El gigante automotriz Stellantis ha confirmado recientemente una interrupción temporal en las líneas de montaje de su complejo industrial ubicado en El Palomar, una decisión que responde directamente a las fluctuaciones actuales en la demanda de vehículos dentro del mercado regional y que busca garantizar una operatividad mucho más eficiente de cara al cierre del primer trimestre del año en curso.
Esta medida de suspensión afectará las jornadas de trabajo durante lo que resta del mes de febrero, permitiendo que la compañía realice ajustes técnicos necesarios en la cadena de suministros y en la gestión de piezas esenciales para la fabricación, logrando así que la reactivación prevista para el próximo 2 de marzo se ejecute bajo condiciones de abastecimiento totalmente optimizadas.
La planta bonaerense es un punto estratégico para el grupo, ya que allí se concentran los procesos de producción de modelos referentes de las marcas Peugeot y Citroën.
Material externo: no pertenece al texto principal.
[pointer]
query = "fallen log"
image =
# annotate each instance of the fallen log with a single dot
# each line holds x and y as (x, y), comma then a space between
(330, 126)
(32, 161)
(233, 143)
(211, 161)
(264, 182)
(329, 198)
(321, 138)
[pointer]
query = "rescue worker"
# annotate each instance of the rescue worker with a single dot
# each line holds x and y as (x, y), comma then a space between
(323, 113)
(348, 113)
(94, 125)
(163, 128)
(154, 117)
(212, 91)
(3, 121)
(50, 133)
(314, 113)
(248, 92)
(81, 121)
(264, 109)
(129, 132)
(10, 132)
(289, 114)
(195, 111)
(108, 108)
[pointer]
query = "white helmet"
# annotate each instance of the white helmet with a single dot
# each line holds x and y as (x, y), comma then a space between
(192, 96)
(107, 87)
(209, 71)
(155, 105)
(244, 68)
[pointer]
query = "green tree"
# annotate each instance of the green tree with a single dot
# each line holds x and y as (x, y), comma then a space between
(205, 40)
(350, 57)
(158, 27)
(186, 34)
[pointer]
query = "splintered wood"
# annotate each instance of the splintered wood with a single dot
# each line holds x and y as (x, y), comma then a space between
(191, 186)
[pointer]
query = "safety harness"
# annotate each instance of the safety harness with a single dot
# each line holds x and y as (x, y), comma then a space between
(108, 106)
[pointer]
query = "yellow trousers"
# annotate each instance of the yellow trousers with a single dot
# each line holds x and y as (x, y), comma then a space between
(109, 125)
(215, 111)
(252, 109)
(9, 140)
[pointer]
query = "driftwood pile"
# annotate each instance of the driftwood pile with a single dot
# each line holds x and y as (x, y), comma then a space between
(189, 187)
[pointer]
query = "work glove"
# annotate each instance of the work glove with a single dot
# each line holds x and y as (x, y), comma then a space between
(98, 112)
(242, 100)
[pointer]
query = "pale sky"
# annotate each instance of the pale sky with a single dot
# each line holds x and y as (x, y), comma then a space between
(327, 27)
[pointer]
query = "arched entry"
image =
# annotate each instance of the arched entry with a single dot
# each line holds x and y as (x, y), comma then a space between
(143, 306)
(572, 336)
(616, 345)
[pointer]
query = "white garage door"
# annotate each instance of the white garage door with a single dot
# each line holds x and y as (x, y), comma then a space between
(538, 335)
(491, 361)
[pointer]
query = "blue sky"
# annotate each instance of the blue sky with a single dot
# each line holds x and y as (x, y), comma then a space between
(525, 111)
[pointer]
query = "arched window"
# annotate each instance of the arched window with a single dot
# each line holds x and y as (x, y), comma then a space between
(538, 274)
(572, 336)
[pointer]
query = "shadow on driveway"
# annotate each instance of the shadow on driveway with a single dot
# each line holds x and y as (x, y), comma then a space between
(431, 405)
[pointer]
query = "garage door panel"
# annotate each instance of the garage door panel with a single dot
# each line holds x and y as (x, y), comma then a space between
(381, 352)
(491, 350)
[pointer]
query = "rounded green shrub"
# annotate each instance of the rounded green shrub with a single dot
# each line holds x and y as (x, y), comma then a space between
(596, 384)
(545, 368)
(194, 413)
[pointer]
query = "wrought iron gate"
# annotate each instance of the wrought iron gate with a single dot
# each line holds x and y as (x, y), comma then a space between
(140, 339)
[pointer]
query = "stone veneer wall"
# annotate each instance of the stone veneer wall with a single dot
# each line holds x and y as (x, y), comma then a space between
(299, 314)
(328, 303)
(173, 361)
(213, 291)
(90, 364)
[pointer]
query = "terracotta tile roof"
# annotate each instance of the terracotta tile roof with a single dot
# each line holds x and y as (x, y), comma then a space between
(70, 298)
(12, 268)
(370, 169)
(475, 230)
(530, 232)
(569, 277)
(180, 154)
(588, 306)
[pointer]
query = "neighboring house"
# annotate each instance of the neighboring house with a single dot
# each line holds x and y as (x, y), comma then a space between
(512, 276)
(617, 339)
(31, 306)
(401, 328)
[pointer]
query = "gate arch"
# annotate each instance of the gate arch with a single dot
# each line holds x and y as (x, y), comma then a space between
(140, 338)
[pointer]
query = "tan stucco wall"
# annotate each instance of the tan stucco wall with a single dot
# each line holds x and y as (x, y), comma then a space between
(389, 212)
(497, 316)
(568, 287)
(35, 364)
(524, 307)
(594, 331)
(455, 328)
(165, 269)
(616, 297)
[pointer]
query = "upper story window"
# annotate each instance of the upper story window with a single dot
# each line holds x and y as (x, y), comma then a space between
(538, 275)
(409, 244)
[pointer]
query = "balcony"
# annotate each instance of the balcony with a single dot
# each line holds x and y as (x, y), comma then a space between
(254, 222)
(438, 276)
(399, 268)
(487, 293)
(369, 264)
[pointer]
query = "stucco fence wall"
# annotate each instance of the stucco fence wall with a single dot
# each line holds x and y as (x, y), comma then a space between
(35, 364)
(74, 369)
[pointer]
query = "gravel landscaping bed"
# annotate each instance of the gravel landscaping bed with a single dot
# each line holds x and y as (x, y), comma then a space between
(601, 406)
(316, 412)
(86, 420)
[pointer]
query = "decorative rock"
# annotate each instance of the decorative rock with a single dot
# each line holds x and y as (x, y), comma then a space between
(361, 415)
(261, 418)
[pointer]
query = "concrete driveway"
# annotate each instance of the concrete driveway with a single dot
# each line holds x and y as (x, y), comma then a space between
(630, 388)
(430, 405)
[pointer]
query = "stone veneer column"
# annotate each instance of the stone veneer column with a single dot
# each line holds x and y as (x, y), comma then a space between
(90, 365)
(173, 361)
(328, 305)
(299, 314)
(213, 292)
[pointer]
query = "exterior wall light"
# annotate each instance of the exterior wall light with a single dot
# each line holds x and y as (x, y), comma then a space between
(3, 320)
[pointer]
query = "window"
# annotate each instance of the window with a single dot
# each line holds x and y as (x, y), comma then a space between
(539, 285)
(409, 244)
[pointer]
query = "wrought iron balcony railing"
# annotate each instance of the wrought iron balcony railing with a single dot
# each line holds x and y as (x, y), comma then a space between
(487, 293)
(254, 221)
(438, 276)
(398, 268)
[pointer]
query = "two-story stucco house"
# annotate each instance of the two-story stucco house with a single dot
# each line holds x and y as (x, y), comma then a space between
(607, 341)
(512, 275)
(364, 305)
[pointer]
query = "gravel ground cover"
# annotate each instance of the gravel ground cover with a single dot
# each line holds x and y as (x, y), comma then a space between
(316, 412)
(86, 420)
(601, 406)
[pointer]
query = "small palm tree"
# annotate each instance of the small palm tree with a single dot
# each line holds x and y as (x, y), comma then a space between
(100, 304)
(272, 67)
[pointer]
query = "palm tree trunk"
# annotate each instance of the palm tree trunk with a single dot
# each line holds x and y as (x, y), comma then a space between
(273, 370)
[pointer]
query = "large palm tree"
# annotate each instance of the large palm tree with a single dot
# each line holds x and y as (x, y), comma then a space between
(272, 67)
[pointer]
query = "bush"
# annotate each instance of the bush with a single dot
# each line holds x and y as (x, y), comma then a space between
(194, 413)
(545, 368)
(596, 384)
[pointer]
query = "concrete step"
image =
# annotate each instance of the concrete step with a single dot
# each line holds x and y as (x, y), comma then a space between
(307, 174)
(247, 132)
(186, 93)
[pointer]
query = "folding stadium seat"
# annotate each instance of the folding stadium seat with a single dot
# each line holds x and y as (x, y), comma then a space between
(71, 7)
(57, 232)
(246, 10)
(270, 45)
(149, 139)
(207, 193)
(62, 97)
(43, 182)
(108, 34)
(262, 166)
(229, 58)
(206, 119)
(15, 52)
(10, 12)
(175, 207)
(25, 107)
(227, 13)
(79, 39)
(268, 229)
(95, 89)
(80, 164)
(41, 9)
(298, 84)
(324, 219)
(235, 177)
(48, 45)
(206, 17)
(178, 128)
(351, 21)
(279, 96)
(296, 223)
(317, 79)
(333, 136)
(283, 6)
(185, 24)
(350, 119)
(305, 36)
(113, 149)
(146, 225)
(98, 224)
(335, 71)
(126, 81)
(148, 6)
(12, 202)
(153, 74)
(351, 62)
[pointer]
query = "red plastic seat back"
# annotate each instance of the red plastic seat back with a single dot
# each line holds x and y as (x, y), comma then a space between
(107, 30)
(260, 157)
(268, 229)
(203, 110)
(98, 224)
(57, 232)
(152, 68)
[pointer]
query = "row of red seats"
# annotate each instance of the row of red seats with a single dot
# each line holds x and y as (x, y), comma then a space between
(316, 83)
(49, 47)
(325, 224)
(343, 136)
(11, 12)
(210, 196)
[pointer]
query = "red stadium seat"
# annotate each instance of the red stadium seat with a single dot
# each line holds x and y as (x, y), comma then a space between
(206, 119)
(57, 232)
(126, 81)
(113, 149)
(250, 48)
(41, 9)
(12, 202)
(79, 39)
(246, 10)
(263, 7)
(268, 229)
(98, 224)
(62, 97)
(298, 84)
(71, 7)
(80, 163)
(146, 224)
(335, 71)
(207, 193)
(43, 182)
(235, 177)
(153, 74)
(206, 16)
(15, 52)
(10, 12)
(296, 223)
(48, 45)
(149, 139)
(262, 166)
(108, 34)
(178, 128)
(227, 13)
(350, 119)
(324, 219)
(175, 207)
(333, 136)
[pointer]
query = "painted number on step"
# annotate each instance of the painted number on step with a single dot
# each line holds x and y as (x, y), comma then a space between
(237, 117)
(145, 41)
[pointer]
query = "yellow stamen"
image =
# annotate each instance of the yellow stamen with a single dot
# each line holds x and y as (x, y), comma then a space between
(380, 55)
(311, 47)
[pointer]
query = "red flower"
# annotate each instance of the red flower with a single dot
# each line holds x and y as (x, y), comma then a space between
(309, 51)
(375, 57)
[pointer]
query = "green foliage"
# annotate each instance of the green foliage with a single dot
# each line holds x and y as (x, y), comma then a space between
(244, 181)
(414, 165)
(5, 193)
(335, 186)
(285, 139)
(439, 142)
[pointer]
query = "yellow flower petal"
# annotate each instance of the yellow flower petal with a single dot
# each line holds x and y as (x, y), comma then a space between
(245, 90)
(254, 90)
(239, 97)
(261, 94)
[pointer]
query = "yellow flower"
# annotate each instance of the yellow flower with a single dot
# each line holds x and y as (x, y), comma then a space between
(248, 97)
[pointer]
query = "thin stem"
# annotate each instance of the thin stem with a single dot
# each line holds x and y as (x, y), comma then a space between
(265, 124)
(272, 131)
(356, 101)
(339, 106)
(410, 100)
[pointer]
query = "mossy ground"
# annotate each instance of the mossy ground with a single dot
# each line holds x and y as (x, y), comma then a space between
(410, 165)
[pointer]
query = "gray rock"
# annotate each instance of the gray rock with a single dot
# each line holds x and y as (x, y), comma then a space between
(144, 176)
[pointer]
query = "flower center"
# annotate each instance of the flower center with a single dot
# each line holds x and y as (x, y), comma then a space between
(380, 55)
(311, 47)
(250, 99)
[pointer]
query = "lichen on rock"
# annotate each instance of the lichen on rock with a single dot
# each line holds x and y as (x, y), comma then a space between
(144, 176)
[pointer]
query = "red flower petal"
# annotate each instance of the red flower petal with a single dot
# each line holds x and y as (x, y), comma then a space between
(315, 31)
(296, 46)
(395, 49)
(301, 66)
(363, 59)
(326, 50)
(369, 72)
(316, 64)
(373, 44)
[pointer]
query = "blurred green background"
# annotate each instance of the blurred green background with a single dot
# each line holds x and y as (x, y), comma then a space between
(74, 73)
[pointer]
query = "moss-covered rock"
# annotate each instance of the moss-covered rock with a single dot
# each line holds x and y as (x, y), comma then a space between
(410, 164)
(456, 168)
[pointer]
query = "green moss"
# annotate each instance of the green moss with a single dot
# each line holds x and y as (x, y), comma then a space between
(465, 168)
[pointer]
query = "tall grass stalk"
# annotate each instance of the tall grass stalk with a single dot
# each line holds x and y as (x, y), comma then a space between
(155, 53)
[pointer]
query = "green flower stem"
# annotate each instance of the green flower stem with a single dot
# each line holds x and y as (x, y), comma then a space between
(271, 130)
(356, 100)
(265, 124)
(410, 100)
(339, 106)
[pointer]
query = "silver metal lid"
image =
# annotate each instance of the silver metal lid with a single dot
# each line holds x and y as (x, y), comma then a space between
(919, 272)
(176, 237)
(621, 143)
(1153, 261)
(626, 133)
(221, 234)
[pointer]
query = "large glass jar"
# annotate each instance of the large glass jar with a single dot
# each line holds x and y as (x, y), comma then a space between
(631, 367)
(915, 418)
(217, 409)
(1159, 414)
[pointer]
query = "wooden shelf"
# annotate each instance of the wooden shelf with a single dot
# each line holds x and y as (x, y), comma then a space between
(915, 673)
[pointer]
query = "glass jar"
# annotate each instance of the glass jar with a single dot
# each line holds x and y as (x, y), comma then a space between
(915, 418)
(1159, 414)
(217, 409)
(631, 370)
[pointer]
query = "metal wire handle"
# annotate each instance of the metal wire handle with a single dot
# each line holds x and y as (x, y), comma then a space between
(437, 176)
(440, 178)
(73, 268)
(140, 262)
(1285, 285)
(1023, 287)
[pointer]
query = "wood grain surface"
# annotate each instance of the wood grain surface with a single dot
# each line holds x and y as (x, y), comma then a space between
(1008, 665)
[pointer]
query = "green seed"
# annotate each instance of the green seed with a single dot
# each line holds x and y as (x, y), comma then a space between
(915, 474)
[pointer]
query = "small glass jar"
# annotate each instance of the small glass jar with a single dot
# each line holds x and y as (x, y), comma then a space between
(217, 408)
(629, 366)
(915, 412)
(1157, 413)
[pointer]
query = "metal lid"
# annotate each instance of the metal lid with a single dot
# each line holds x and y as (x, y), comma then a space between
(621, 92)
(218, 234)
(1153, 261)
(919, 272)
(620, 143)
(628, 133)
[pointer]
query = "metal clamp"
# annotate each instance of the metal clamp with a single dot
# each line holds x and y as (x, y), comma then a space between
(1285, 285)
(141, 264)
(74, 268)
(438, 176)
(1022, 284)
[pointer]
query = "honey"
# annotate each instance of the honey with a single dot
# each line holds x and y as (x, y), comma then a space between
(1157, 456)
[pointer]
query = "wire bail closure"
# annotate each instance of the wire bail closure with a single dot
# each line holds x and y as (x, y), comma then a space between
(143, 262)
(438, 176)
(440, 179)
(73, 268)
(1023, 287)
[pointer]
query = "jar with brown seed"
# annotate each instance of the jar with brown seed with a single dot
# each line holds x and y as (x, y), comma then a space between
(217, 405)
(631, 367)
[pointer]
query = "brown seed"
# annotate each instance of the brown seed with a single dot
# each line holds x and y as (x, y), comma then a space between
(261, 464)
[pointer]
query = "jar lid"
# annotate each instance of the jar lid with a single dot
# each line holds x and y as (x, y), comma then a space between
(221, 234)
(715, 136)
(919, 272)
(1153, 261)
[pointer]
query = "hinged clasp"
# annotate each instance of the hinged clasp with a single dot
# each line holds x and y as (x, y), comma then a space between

La pausa se ha definido como una adecuación estacional lógica dentro de un contexto económico donde la dinámica de ventas exige una flexibilidad constante por parte de los fabricantes.
Fuentes cercanas a la empresa han señalado que este cese de actividades no es un hecho aislado, sino una maniobra planificada para equilibrar el stock acumulado con las proyecciones de salida de unidades nuevas. Stellantis busca de esta manera evitar cuellos de botella que puedan comprometer la calidad final de los vehículos entregados a las redes de concesionarios.
Durante este periodo de inactividad operativa, la firma aprovechará para realizar tareas de mantenimiento preventivo en las maquinarias y para coordinar con sus proveedores locales la entrega de insumos críticos. Esta pausa logística es fundamental para sostener el ritmo de competitividad que el conglomerado mantiene en el sector automotriz argentino.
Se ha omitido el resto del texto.